Se ha pronosticado la subida a los cielos de una tal Berberian Sound Studio. Terror llevado a máximos sin un ápice de aprensión, la desatada insania de Arrebato, el sinsentido cromático de los ‹gialli›, las promesas incumplidas de quienes la vieron antes que nosotros y nos metieron genialidad en el cuerpo que no determina su punto álgido en ningún momento. El caos de las medias tintas.
Es quizá el reproche que le debemos a la película inglesa, roza con sus dedos la locura pero no la alcanza a falta de muy poco, y es lo que se esperaba de ella, una total ausencia de contención. Pero no lloramos una pérdida, alabamos su atrevimiento. A una plausible distancia se encuentra el silencio de sus títulos de crédito, nada más que un presagio de lo que venía a continuación, una enlatada sala de grabación donde generar todos los sonidos necesarios para ambientar una película de terror italiana… y su técnico.
Es un trabajo de prudencias y roturas, de sincronización con unas imágenes que no contemplamos más allá de los rostros desencajados de quienes deben gritar, repetir, sentir lo que otros padecieron, interpretar en el interior de una caja donde no debe existir el menor movimiento, donde el fin se arranca de una garganta y no del alma. Volcar la intención a través de los actores de doblaje y no de los que padecen en la gran pantalla para representar el trabajo y no la finalidad.
Pero el técnico… él es la clave de esta sala de espacios dodecaédricos. Hacer posible que todo sonido expulsado de unas coles o unas mujeres quede como un guante a una película, ambientar la demencia del modo más terrorífico, ser un profesional entre seres relajados y mediterráneos, unir en tu mente la imagen y el sonido y dosificar con soltura ese hermanamiento para halagar el egocentrismo de un director, convertir en tu propio trabajo lo que hacen otros, tener en tus manos la capacidad de suscitar el ruido. Un poder extraño y venerable.
Así debemos concebirlo, como un personaje insólito dentro de su aparente normalidad, fuera de lugar, atrapado por esa sala de la que no puede salir, donde sólo domina unos pocos botones mientras la hostilidad se lo merienda, convirtiendo su monotonía en fantasmas, asustándose de los instantes pesadillescos que se compaginan con repeticiones dobladas, ser espectador de su propia decadencia y no diferenciar entre realidad y susurros mentales que acongojan a ese traje de paño gris y la chaqueta de punto que le hace compañía.
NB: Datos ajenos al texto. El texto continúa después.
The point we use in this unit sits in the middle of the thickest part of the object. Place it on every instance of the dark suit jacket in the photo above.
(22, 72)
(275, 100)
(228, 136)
Oscura y contemplativa, así evoluciona hacia el sueño asfixiado de quien convive a todas horas con su trabajo, una disciplina que rompe los tímpanos de una máquina mal calibrada. Dar protagonismo a verduras frescas y putrefactas, auriculares que aíslan, la magia de mentir sin que nadie se dé cuenta, las pistas de audio, toneladas de material grabado, reverberación sonora, es lo que Gilderoy arrebata a Santini, aquello que Peter Strickland honra entre susurros y gritos desgarradores.
Hacer pedazos la laboriosa integridad del inocente es un interesante homenaje al trabajador que se desvive por el cine, al cine en sí mismo, a la entrega sin remisión hacia el arte, donde la lucidez de una idea bien llevada está presente, soporta su avance y nos emociona durante esa evolución final, cuando todo se torna tosco e inenarrable, cuando el señor inglés teme su creación, cuando no se distingue realidad y ficción, un paso previo al salto al vacío definitivo. Tan representativo como despertar en el interior de una película y darte cuenta que los de ‹atrezzo› se olvidaron de colocar una puerta de salida. Suspicaz, pero no imposible.